The water carrier knows that the particular cracks in that particular pot are just part of what makes it what it is, just as those parts that aren’t cracked are just a part of what it is.  And I’m here to tell you this morning, to remind myself, that this is true of us, as well.  We may not be “whole” in the way we think we’re supposed to be, in the way we think that other person, over there, is, but our cracks are part of the whole of us.  And we wouldn’t be who we are without them.
And who you are, cracks and all, is beautiful … is powerful … is good.  I mean it when I say each week that each of us – each and every single one of us – is essential for this community being what it is.  Really hear that – you … you specifically … you with your cracks and everything … you are essential for this community to be what it is.  Without you, things would be different … we wouldn’t be who you are.

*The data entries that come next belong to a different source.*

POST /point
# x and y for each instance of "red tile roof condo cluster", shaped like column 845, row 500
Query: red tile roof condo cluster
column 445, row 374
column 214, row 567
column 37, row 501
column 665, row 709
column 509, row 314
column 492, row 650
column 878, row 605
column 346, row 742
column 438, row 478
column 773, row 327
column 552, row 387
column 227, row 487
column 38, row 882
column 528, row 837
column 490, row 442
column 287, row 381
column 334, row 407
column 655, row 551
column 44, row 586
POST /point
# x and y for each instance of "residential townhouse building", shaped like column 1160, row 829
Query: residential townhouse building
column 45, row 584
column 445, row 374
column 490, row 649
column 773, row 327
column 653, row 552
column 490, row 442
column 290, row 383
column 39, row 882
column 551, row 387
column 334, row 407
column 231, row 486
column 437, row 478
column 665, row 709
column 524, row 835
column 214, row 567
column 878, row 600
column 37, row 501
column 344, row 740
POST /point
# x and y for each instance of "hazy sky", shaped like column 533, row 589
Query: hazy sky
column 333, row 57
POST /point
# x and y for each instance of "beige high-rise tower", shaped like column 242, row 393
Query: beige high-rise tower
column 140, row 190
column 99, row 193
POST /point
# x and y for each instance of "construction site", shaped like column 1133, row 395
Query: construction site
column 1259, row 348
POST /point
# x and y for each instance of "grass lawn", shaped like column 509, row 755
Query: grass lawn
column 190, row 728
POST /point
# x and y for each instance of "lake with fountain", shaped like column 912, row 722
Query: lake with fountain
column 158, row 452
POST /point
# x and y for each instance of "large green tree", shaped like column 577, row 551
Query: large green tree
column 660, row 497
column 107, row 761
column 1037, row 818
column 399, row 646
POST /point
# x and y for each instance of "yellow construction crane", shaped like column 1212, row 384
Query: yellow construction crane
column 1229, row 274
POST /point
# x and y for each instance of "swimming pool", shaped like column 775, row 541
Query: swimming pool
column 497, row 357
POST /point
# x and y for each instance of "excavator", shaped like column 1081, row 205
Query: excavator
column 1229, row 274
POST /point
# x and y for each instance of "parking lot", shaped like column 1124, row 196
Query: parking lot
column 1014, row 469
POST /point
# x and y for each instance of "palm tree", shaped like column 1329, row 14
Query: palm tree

Each fall we celebrate this truth through our In-Gathering Water Communion.  Each of us is invited to bring a container of water – and if you forgot, or didn’t know, we have some extras up here.   Each of us is invited to bring a container of water, and to come forward and pour it into this common bowl.  Each of us bringing this symbol of ourselves; all of us making this symbol of our community.  We all – each of us – come to this congregation and bring ourselves – strengths and weaknesses both – and we mingle them with one another, and together we create this community (which has its own strengths and weaknesses, of course, which has its own cracks, yet which nonetheless serves to nurture and encourage us all).


The pot only knows its cracks and despairs; the water carrier knows its possibilities.  May we listen to the water carrier’s wisdom, so that we might see more clearly our own possibilities, and so that more beautiful flowers might bloom.